Intermittent administration of human parathyroid hormone (1–34) increases new bone formation on the interface of hydroxyapatitecoated titanium rods implanted into ovariectomized rat femora

Background  As hydroxyapatite (HA) has good osteoconductive properties, HA is used as coating material for the implants in cementless arthroplasty. However, its effect is not sufficient for osteoporotic bone. Parathyroid hormone (PTH) is known to have anabolic effects on bone formation. Intermittent administration of PTH increases both cancellous and cortical bone mass. The aim of this study was to confirm the effect of the fixation strength of HA-coated implants in the osteoporotic condition with a mechanical test and a bone histomorphometric method. Methods  Female Sprague-Dawley rats were used for this study.

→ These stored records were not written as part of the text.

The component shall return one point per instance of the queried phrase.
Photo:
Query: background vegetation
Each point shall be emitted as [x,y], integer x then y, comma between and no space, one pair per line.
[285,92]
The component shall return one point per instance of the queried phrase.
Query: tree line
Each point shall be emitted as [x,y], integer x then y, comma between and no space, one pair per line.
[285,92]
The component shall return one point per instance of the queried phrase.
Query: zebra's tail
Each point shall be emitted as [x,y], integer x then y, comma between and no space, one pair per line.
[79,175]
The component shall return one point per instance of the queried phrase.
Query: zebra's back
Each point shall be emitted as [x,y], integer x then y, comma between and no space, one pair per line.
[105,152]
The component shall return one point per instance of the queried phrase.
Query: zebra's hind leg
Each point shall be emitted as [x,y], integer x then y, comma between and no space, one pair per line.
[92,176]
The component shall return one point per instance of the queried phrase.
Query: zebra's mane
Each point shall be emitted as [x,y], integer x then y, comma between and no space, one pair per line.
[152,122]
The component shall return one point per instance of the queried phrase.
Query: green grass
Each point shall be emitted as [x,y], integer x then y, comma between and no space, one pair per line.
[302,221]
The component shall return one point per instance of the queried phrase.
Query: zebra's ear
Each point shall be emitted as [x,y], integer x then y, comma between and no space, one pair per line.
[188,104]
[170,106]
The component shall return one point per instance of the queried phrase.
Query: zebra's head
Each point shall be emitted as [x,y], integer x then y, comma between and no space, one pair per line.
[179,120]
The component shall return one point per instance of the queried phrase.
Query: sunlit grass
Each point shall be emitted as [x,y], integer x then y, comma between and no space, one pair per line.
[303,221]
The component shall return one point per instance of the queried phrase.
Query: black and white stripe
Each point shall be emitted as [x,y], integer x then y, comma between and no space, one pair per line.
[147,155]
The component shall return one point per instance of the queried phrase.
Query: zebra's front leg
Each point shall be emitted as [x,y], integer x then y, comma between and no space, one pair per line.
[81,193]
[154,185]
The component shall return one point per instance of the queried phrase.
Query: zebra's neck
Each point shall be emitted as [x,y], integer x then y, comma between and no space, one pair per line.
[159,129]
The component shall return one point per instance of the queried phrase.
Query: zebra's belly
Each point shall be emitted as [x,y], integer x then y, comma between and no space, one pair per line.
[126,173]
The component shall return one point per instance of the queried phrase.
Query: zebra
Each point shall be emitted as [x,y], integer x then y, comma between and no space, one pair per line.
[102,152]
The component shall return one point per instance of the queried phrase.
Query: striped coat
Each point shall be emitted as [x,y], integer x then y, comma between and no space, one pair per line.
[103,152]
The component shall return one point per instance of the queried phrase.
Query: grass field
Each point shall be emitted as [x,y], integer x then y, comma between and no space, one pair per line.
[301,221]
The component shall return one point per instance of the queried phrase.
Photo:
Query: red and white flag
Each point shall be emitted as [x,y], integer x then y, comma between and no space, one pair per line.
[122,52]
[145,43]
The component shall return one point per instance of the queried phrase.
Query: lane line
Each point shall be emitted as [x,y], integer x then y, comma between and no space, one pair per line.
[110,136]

Four weeks after ovariectomy (OVX) or sham surgery, HA-coated titanium rods were inserted into the distal femoral canal (Sham+HA group and OVX+HA group). PTH was administered immediately after the implantation of the HAcoated rods (OVX+HA+P group). We measured the shear strength at the bone-implant interface by a push-out test and the newly formed bone volume on the implant (BV.Im) by bone histomorphometry at 2 and 4 weeks after implantation. Results  The bone-implant shear strength in the OVX+HA group was significantly lower than that in the Sham+HA group at 2 weeks after implantation of the rods. In the OVX+HA+P group, the strength was significantly higher than that in the other groups. Similarly, at 4 weeks, statistically significant differences were confirmed in the bone-implant shear strength among the Sham+HA group, the OVX+HA group, and the OVX+HA+P group. BV.Im in the OVX+HA group was significantly lower than that in the Sham+HA group at 2 weeks after implantation. BV.Im was significantly higher in the OVX+HA+P group than that in the OVX+HA group. However, there was no difference in BV.Im between the Sham+HA group and the OVX+HA+P group. At 4 weeks after implantation, BV.Im was significantly lower in the OVX+HA group than that in the other groups, but no difference was found between the Sham+HA group and the OVX+HA+P group. Conclusions  Intermittent administration of PTH has an effect to increase new bone formation on the surface of HA-coated implants in the osteoporotic condition. This finding suggests that PTH administration is useful to improve the initial fixation of HA-coated implants even in osteoporotic patients.